Les données de WINGX révèlent que l'activité des jets privés a augmenté 20 semaines sur 24 cette année. VistaJet a enregistré trois fois plus de demandes de propositions d'entreprises au premier semestre 2025 qu'en 2024. Mais les professionnels ne sont pas les seuls moteurs de cette croissance. Les destinations difficiles d'accès comme les Hébrides écossaises, la Corse ou Ischia connaissent un engouement cet été, aux côtés de valeurs sûres comme les Hamptons ou Ibiza.
Les pics d'activité coïncident avec les grands événements sportifs et les fêtes. Le Memorial Day aux États-Unis a battu des records. Pourtant, selon des données de 2021, la majorité des ménages américains qui pourraient se permettre de voler en privé ne le font pas. La réservation fastidieuse - entre cartes de membres et modèles de copropriété - décourage souvent face à la simplicité d'un billet d'affaires à 10 000$.
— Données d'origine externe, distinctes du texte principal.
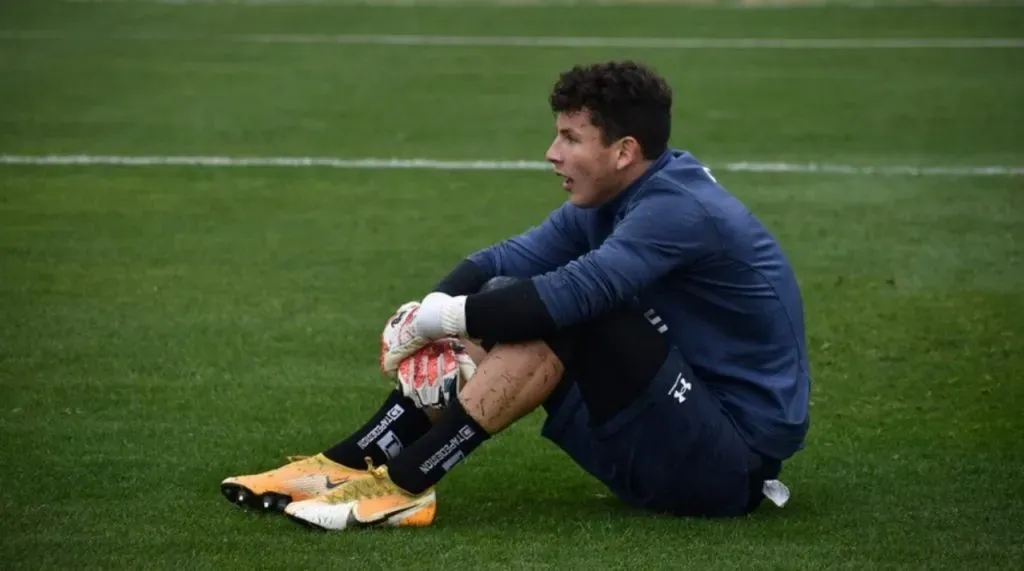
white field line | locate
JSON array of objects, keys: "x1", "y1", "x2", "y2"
[
  {"x1": 0, "y1": 30, "x2": 1024, "y2": 50},
  {"x1": 0, "y1": 155, "x2": 1024, "y2": 177}
]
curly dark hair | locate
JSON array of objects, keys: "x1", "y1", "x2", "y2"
[{"x1": 549, "y1": 60, "x2": 672, "y2": 160}]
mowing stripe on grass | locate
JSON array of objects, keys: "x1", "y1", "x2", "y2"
[
  {"x1": 0, "y1": 155, "x2": 1024, "y2": 176},
  {"x1": 0, "y1": 30, "x2": 1024, "y2": 50}
]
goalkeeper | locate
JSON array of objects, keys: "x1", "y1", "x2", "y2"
[{"x1": 221, "y1": 61, "x2": 810, "y2": 530}]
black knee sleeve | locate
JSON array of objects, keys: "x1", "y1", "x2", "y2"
[{"x1": 549, "y1": 308, "x2": 669, "y2": 425}]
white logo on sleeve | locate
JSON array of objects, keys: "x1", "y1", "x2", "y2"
[{"x1": 668, "y1": 372, "x2": 693, "y2": 404}]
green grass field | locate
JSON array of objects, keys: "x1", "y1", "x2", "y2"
[{"x1": 0, "y1": 1, "x2": 1024, "y2": 570}]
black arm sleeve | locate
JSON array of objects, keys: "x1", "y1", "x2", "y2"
[
  {"x1": 466, "y1": 279, "x2": 558, "y2": 343},
  {"x1": 433, "y1": 260, "x2": 490, "y2": 297}
]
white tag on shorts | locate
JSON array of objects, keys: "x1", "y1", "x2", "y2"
[{"x1": 761, "y1": 480, "x2": 790, "y2": 508}]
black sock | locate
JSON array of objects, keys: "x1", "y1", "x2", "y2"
[
  {"x1": 324, "y1": 390, "x2": 431, "y2": 470},
  {"x1": 388, "y1": 399, "x2": 490, "y2": 493}
]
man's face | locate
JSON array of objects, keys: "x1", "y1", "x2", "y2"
[{"x1": 546, "y1": 109, "x2": 622, "y2": 208}]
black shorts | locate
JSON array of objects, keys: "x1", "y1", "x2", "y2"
[{"x1": 475, "y1": 278, "x2": 780, "y2": 517}]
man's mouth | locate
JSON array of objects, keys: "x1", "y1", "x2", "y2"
[{"x1": 555, "y1": 172, "x2": 572, "y2": 190}]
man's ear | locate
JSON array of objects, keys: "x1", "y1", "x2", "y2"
[{"x1": 615, "y1": 137, "x2": 643, "y2": 171}]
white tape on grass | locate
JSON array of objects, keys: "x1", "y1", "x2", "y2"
[
  {"x1": 0, "y1": 155, "x2": 1024, "y2": 176},
  {"x1": 0, "y1": 30, "x2": 1024, "y2": 50}
]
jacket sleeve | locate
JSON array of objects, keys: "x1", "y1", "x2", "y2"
[
  {"x1": 534, "y1": 188, "x2": 721, "y2": 327},
  {"x1": 469, "y1": 203, "x2": 587, "y2": 278}
]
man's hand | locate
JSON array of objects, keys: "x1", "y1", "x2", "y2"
[
  {"x1": 381, "y1": 292, "x2": 466, "y2": 376},
  {"x1": 397, "y1": 338, "x2": 476, "y2": 408},
  {"x1": 380, "y1": 302, "x2": 430, "y2": 378}
]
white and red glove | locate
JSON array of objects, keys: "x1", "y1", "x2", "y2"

L'industrie répond à ces obstacles avec des innovations. Des start-ups comme Kinectair, proposant des tarifs en temps réel sans frais d'adhésion, veulent devenir "l'Uber des jets privés". Uber lui-même propose désormais des hélicoptères sur la côte amalfitaine. Les frontières entre aviation commerciale et privée s'estompent : Delta Air Lines connecte désormais ses passagers business à des vols Wheels Up en Europe.
Les compagnies "semi-privées" comme JSX, XO ou Aero, avec des vols réguliers en jet réservables à la place, séduisent une clientèle premium. Tradewind Aviation observe une hausse de 33% des réservations sur ses vols réguliers, bien que les charters privés progressent moins cette année. Pour répondre à la demande, Aero a lancé en mai une liaison Los Angeles-New York avec repas Erewhon et Wi-Fi Starlink, conçue pour les professionnels (départs lundi matin, retours jeudi après-midi).
Pour Mattson de Wheels Up, la migration de la classe affaires vers les jets privés ne fait que commencer. Que ce soit pour le travail ou les loisirs, l'avantage fondamental reste inchangé : "Vous gagnez un temps précieux - et le temps, c'est de l'argent."